Template-free preparation and characterization of nanoporous g-C3N4 with enhanced visible photocatalytic activity

Abstract

A novel method was proposed to fabricate nanoporous g-C3N4 through high energy ball milling process followed by protonation treatment. X-ray diffraction (XRD), Fourier transform infrared spectroscopy (FTIR), scanning electron microscopy (SEM), transmission electron microscopy (TEM), high-resolution transmission electron microscopy (HRTEM), Brunauer–Emmett–Teller (BET), laser particle analysis, UV–vis diffuse reflection spectroscopy (DRS), photoluminescence spectroscopy, electron paramagnetic resonance (EPR), and photoelectrochemical experiment were adopted to analyze the structure and properties of nanoporous g-C3N4 photocatalyst.
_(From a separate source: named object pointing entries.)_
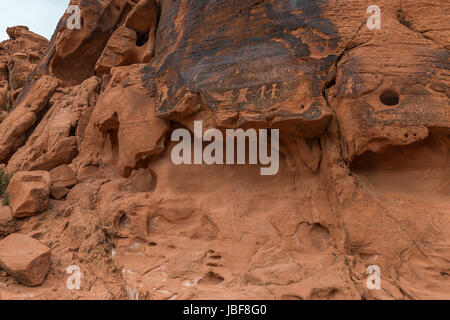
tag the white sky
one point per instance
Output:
(41, 16)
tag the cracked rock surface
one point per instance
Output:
(364, 120)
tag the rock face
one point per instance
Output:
(18, 57)
(7, 224)
(25, 258)
(364, 126)
(29, 192)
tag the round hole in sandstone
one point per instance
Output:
(124, 222)
(389, 98)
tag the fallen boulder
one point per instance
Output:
(25, 259)
(29, 192)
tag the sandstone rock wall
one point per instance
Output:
(364, 126)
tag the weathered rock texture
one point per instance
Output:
(25, 258)
(364, 121)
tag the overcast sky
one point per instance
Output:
(41, 16)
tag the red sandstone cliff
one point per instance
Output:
(364, 179)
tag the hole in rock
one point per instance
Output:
(211, 278)
(389, 98)
(142, 39)
(72, 131)
(114, 140)
(124, 222)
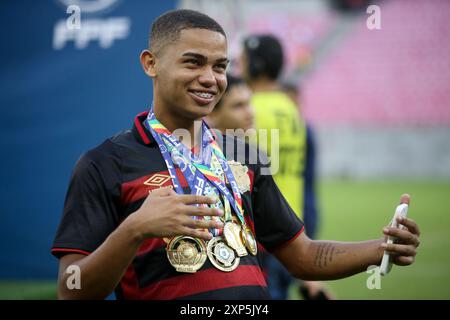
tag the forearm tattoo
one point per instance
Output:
(325, 254)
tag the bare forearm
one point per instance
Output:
(328, 260)
(101, 271)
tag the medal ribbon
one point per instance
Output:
(209, 149)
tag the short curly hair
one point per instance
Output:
(167, 27)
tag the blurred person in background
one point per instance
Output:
(261, 64)
(233, 111)
(308, 289)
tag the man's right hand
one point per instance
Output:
(164, 213)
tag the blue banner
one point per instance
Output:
(70, 77)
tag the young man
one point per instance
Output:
(123, 230)
(234, 111)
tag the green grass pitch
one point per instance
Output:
(354, 211)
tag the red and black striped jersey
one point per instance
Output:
(112, 180)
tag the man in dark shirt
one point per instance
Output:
(135, 222)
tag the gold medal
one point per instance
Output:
(249, 240)
(240, 175)
(186, 254)
(232, 234)
(221, 255)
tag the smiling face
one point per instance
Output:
(189, 73)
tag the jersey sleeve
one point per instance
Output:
(276, 224)
(90, 211)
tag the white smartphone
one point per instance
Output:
(386, 262)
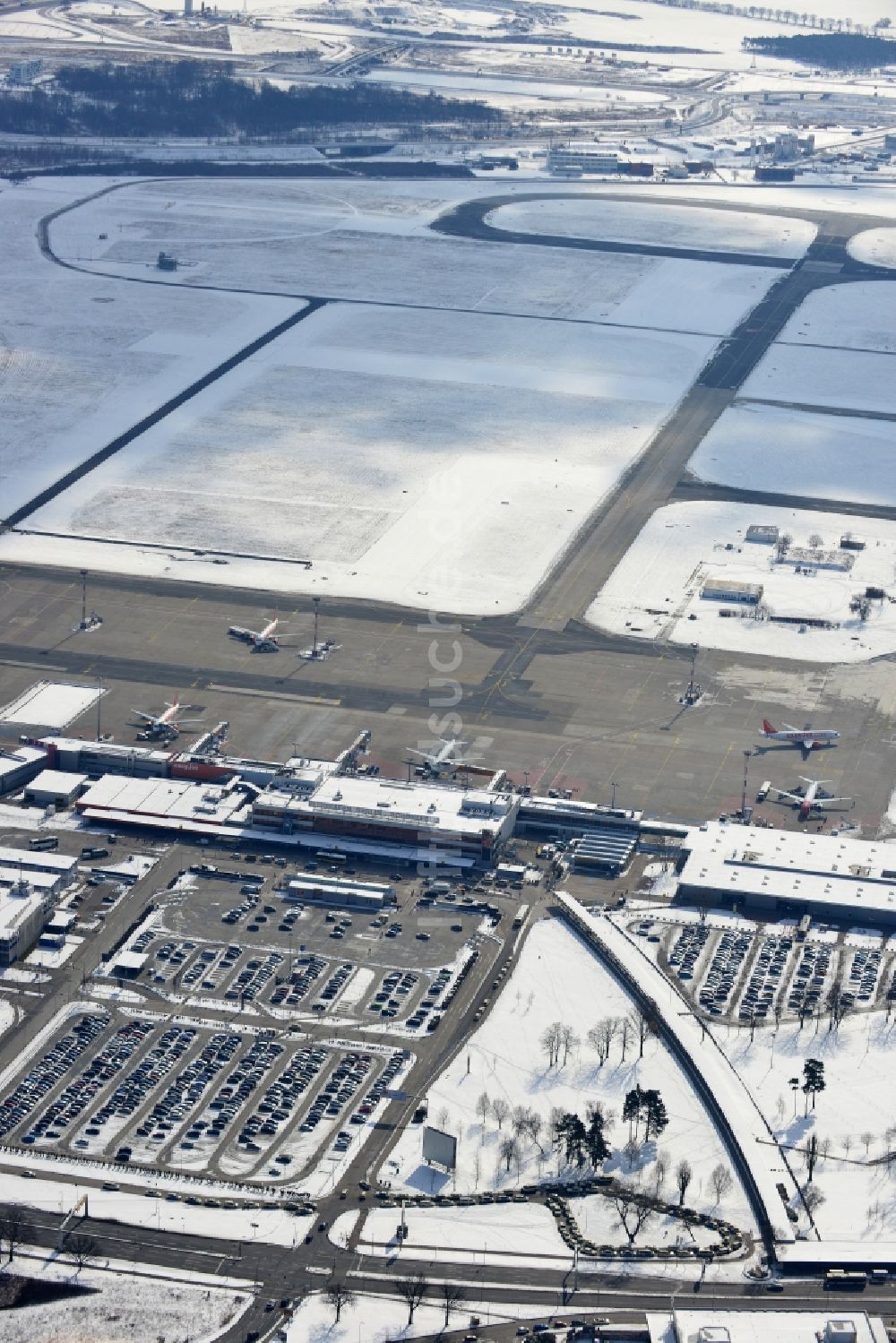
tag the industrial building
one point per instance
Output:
(21, 766)
(56, 788)
(29, 887)
(726, 590)
(788, 874)
(339, 892)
The photocatalytic activities of the as-prepared samples were also evaluated by decomposing Congo Red (CR) and Rhodamine B (RhB) in aqueous solution under visible light illumination. The results show that the as-prepared nanoporous g-C3N4 exhibits high specific surface area, which is about 8.8 times as high as that of the original bulk one, and also shows more efficient exciton collection and charge transfer. Therefore, the visible photocatalytic activity of g-C3N4 is significantly improved, and the decomposition rate of congo red is increased from 0.03 to 0.32h−1. Furthermore, this photocatalyst also displays a selective feature in photocatalysis due to its positive surface charges determined by protonation treatment.